In The New Ethics of Journalism, a book consisting of essays about journalism and how it's ethical codes have evolved since arriving into the 21st Century, Kelly McBride and Tim Rosenthal write, "the news has never belonged to journalists. It has always belonged to the public."
That may be one of the most important things to remember as a journalist. As much as we like to think about our work as ours, if journalism is to be simplified into one word it would called a service. It's a service to every person who consumes news: online, in the newspaper, in the latest magazine.
In the book, McBride and Rosenthal write about how three key ethical points have changed (or not). In a prior book, worked on in the 1990s, the top three ethical values were to: 1. Seek truth and report it as fully as possible, 2. Act independently, and 3. Minimize harm.
Brought into the present, the two writers say that those three are still very important, but they, save for seeking truth, have evolved into larger concepts. Now, the values are as follows: 1. Seek truth and report it as fully as possible, 2. Be transparent, and 3. Engage the community as an ends rather than a means.
The idea to seek truth is a fairly obvious one. Without truth, journalism doesn't exist, everything becomes fiction. That's very clear, and didn't change. The other two, being transparent and engaging community, are much larger ideas and can be difficult.
A large part of these two new ideas (which really aren't all that new) is tied to the fact that journalists are no longer the only ones creating content about the day's events. Anyone can do it. You're reading a blog, which is one of the reasons that is possible.
With that in mind, it becomes evident that we do have to take care of our work, and that comes with being transparent. By explaining how we came to work on different stories and developed them, it gives the public a clearer picture of what it is we set out to do with that story.

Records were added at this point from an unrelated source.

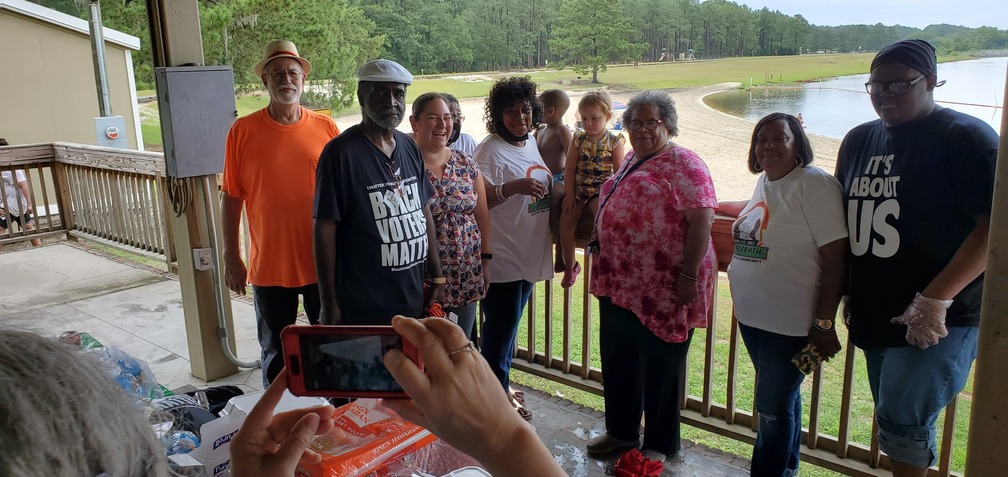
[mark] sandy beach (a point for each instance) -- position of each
(721, 139)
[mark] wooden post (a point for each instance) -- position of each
(175, 40)
(989, 416)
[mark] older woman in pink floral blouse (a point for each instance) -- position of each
(652, 276)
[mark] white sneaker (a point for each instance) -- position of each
(654, 455)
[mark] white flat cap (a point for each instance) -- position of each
(384, 71)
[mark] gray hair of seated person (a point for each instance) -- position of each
(61, 415)
(666, 109)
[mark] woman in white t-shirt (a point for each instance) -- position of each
(517, 185)
(786, 279)
(18, 202)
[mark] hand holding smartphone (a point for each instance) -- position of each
(343, 361)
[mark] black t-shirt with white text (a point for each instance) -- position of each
(381, 241)
(912, 193)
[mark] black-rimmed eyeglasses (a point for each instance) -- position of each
(897, 88)
(650, 124)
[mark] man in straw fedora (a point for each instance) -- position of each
(374, 236)
(269, 169)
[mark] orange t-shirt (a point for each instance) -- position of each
(271, 166)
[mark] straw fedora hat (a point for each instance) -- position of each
(280, 48)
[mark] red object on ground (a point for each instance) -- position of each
(633, 464)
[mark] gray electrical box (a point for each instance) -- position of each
(197, 105)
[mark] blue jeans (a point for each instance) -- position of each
(778, 400)
(467, 317)
(502, 308)
(275, 308)
(910, 386)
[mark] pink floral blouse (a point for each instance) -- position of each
(642, 232)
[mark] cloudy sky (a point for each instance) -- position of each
(917, 13)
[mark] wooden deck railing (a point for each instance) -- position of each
(118, 197)
(562, 350)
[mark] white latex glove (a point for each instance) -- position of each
(924, 320)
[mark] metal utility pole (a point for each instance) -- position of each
(98, 55)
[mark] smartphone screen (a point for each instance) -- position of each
(342, 361)
(348, 363)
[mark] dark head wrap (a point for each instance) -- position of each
(916, 53)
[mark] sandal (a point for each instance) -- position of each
(522, 411)
(571, 275)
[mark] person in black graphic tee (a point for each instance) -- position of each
(374, 239)
(918, 184)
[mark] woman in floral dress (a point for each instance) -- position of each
(459, 207)
(652, 277)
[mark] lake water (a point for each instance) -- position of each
(832, 107)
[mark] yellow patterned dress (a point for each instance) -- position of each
(595, 163)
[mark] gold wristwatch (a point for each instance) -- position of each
(823, 324)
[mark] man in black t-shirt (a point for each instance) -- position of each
(918, 184)
(374, 237)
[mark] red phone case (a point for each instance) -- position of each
(304, 373)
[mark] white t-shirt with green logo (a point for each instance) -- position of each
(775, 269)
(519, 226)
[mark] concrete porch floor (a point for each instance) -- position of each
(64, 286)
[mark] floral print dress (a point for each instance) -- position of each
(459, 240)
(642, 230)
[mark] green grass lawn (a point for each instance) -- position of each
(861, 409)
(620, 78)
(654, 76)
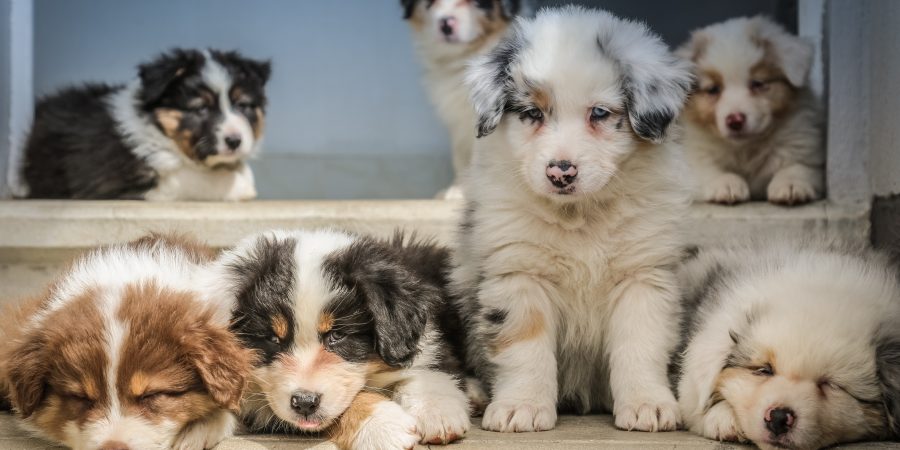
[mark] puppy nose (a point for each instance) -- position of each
(779, 420)
(561, 173)
(113, 445)
(735, 121)
(447, 24)
(233, 141)
(305, 402)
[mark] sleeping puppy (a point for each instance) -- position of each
(752, 126)
(122, 352)
(182, 131)
(447, 34)
(569, 238)
(334, 316)
(791, 345)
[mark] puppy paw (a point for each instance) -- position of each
(786, 191)
(513, 416)
(206, 434)
(647, 414)
(719, 423)
(728, 189)
(388, 428)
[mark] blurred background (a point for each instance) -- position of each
(348, 117)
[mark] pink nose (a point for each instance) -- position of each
(561, 173)
(735, 121)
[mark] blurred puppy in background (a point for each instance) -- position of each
(790, 345)
(447, 34)
(752, 126)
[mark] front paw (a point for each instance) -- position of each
(389, 427)
(727, 189)
(647, 414)
(786, 191)
(517, 416)
(719, 423)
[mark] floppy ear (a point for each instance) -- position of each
(26, 375)
(409, 6)
(157, 75)
(223, 364)
(794, 55)
(490, 82)
(655, 82)
(887, 361)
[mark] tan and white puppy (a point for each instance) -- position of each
(567, 247)
(122, 352)
(752, 125)
(791, 345)
(448, 34)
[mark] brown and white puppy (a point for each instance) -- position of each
(791, 345)
(447, 34)
(122, 352)
(333, 316)
(752, 126)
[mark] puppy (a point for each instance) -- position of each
(122, 352)
(791, 345)
(183, 131)
(447, 34)
(752, 126)
(568, 242)
(344, 324)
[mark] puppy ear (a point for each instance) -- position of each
(157, 75)
(223, 364)
(409, 7)
(490, 82)
(793, 54)
(887, 362)
(655, 82)
(26, 375)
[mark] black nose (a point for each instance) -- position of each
(779, 420)
(305, 402)
(233, 141)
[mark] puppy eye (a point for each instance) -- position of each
(764, 371)
(599, 113)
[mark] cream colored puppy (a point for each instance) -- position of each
(567, 248)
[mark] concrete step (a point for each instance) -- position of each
(38, 237)
(572, 432)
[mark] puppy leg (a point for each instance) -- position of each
(206, 433)
(795, 185)
(521, 350)
(641, 335)
(372, 421)
(440, 407)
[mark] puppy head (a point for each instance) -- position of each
(122, 365)
(458, 22)
(803, 371)
(210, 104)
(748, 72)
(572, 94)
(325, 311)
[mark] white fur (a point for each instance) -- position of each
(592, 266)
(779, 158)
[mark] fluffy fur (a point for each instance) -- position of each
(333, 316)
(568, 242)
(448, 34)
(791, 345)
(123, 352)
(182, 131)
(752, 126)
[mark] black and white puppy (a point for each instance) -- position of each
(182, 131)
(334, 316)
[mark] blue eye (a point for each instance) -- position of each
(598, 114)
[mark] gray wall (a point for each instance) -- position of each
(348, 116)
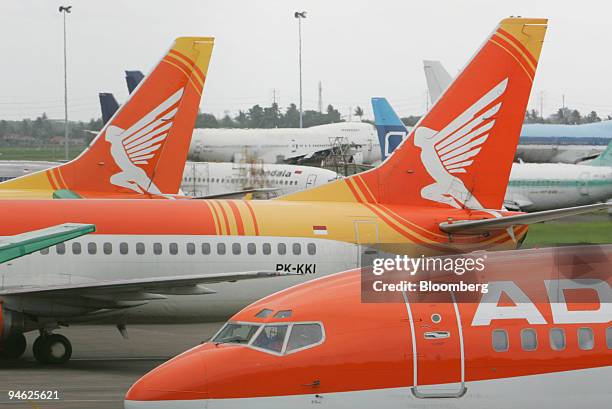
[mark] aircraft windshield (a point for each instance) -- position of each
(236, 333)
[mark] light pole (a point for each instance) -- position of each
(65, 10)
(300, 15)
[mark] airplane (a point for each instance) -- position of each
(313, 145)
(410, 199)
(532, 186)
(137, 152)
(537, 340)
(287, 145)
(550, 143)
(205, 180)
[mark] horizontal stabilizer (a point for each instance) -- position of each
(481, 226)
(21, 244)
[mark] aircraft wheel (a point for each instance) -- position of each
(52, 349)
(13, 347)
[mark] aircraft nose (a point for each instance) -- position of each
(178, 383)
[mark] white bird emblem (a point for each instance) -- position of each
(454, 148)
(139, 144)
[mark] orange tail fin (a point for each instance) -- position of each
(460, 153)
(142, 150)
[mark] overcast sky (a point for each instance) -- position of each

This idea ties in very nicely with serving community as well. By showing how everything works we bring the community into our stories. Journalism is now a forum because of social media sites like Twitter strictly because it gives a voice to people who may not have always had one.
In this way, it is easier to engage with the public, and it makes sense that journalists should do so. Not communicating would be an egregious error on our side. In the book, truth is the leading principle, but it is important to remember why it is we are being truthful — it isn't for ourselves, it's for the people in the community in which we live.